Gesetzliche Unfallversicherung: Tankstopp auf der Heimfahrt ist nicht versichert

Hat ein Arbeitnehmer während eines Tankstopps auf dem Weg vom Job nach Hause einen Unfall, fällt er nicht unter den Schutz der gesetzlichen Unfallversicherung. Das Tanken gehört nicht zum versicherten Arbeitsweg, sondern bereitet diesen nur vor. So hat laut D.A.S. Rechtsschutz Leistungs-GmbH (D.A.S. Leistungsservice) das Sozialgericht Stuttgart entschieden.

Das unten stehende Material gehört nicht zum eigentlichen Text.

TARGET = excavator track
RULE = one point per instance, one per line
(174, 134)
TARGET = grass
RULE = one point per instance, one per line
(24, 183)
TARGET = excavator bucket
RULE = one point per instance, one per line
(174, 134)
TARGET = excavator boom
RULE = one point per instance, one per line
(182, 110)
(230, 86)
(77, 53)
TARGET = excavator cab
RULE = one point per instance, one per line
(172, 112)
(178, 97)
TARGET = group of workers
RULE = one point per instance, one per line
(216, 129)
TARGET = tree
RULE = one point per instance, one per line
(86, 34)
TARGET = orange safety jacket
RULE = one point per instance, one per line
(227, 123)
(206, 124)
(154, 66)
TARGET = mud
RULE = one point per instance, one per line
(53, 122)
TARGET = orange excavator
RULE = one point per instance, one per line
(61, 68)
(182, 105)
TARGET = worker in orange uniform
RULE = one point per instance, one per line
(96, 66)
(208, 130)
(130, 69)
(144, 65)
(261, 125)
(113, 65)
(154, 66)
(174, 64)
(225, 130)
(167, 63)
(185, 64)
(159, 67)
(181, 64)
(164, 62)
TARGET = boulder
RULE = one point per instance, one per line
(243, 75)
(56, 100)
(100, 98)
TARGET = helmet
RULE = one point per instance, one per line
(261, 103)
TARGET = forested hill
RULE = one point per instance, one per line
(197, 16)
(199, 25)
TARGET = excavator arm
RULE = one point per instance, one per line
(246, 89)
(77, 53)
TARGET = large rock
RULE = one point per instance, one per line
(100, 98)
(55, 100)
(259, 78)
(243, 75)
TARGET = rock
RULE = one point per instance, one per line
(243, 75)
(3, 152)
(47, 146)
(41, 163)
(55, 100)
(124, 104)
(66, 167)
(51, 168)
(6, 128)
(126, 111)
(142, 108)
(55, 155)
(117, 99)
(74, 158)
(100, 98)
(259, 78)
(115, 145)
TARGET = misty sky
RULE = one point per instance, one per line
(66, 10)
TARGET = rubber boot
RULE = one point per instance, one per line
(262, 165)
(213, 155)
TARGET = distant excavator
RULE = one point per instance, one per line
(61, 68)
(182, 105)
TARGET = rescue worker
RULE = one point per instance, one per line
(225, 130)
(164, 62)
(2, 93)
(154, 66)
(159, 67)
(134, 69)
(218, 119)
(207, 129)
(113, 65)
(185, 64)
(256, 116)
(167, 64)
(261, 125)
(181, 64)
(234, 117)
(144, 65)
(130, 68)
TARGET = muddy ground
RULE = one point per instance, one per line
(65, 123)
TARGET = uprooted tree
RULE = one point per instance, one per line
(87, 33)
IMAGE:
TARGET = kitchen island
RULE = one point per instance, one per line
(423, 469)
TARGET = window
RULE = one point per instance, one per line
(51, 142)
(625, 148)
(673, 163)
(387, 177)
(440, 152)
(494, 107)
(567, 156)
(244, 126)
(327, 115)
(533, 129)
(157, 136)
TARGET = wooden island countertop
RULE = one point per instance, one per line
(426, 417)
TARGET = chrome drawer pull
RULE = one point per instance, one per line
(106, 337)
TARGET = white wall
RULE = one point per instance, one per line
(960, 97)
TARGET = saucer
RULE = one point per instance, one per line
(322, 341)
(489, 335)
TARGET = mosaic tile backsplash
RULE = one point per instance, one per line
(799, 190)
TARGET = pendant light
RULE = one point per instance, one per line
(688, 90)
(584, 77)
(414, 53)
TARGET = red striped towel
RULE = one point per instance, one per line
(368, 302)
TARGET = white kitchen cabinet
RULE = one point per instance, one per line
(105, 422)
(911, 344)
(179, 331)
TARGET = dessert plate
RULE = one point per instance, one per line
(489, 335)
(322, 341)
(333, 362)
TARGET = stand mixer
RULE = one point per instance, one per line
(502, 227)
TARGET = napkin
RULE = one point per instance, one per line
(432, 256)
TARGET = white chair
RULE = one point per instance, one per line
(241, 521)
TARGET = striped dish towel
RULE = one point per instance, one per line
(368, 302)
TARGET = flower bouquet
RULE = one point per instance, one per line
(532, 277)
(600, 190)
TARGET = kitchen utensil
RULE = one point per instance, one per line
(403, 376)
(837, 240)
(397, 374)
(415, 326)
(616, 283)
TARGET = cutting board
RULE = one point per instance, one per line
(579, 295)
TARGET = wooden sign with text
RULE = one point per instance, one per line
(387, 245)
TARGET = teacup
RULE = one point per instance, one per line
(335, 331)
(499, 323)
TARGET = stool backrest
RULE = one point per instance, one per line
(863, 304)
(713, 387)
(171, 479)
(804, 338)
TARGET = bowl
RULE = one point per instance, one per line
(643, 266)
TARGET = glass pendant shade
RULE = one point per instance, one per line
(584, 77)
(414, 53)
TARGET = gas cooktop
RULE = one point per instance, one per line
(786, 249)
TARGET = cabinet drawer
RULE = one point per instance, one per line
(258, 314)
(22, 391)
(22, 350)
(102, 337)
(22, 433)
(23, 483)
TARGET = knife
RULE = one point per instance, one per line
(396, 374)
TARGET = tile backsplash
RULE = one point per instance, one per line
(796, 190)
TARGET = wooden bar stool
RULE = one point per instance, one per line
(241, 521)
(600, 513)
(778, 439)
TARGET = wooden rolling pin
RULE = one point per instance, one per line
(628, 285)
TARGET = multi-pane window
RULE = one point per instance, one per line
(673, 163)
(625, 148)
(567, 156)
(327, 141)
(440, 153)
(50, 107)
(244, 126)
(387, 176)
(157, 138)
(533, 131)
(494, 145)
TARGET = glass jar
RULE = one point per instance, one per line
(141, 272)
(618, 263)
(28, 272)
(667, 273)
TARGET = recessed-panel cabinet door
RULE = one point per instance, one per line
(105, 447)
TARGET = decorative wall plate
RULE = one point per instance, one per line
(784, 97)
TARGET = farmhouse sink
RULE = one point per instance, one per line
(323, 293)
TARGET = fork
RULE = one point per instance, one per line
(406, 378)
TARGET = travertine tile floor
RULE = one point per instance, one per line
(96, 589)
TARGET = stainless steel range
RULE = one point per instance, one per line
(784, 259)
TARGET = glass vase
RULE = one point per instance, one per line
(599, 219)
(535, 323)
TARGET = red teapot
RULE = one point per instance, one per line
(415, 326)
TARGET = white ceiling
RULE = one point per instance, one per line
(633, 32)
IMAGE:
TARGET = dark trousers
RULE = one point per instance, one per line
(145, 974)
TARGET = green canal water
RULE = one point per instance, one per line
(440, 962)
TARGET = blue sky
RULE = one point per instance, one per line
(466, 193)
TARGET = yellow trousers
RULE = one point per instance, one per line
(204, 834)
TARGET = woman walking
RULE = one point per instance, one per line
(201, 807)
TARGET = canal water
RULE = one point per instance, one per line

SG Stuttgart, Az. S 1 U 2825/16

Hintergrundinformation:
Bei Arbeitsunfällen sind Arbeitnehmer durch die gesetzliche Unfallversicherung geschützt. Allerdings gibt es immer wieder Streit um die Frage, wann ein Arbeitsunfall vorliegt. Der Schutz der gesetzlichen Unfallversicherung gilt auch für sogenannte Wegeunfälle – also Unfälle auf dem Weg von der Wohnung zur Arbeitsstelle und zurück. Es ist aber nur der direkte Weg ohne Umwege versichert. Wer mit einem motorisierten Fahrzeug unterwegs ist, muss allerdings auch mal tanken. Da stellt sich die Frage: Ist ein Halt an der Tankstelle bereits eine Unterbrechung des direkten Arbeitsweges? Der Fall: Ein Arbeitnehmer war auf dem Weg vom Arbeitsplatz nach Hause mit seinem Mofa auf das Gelände einer Tankstelle abgebogen, um zu tanken. Dort rammte ihn ein anderes Fahrzeug. Dabei zog er sich unter anderem Verletzungen an der Lendenwirbelsäule zu. Die gesetzliche Unfallversicherung sah den Unfall nicht als Arbeitsunfall an und versagte dem Mofafahrer ihren Schutz. Das Urteil: Das Sozialgericht Stuttgart bestätigte nach Informationen des D.A.S. Leistungsservice die Ansicht des Versicherungsträgers. Der Arbeitsweg sei zwar versichert, sogenannte Vorbereitungshandlungen, um das Fahrzeug betriebsbereit zu machen, jedoch nicht. Dies gelte zumindest, solange das Fahrzeug selbst kein Arbeitsgerät sei. Ein Tankstopp gehöre zum privaten Lebensbereich des Arbeitnehmers. Das Tanken könne nur unter den Schutz der gesetzlichen Unfallversicherung fallen, wenn es durch unvorhergesehene Umstände, wie eine Umleitung oder einen Stau, nötig sei und der Arbeitnehmer anders nicht nach Hause kommen könne. Hier habe der Arbeitnehmer aber vorhersehen können, dass er tanken müsse. Als weitere Beispiele für nicht versicherte Vorbereitungshandlungen nannte das Gericht das morgendliche Freischaufeln der Garageneinfahrt von Schnee und das Eiskratzen im Winter.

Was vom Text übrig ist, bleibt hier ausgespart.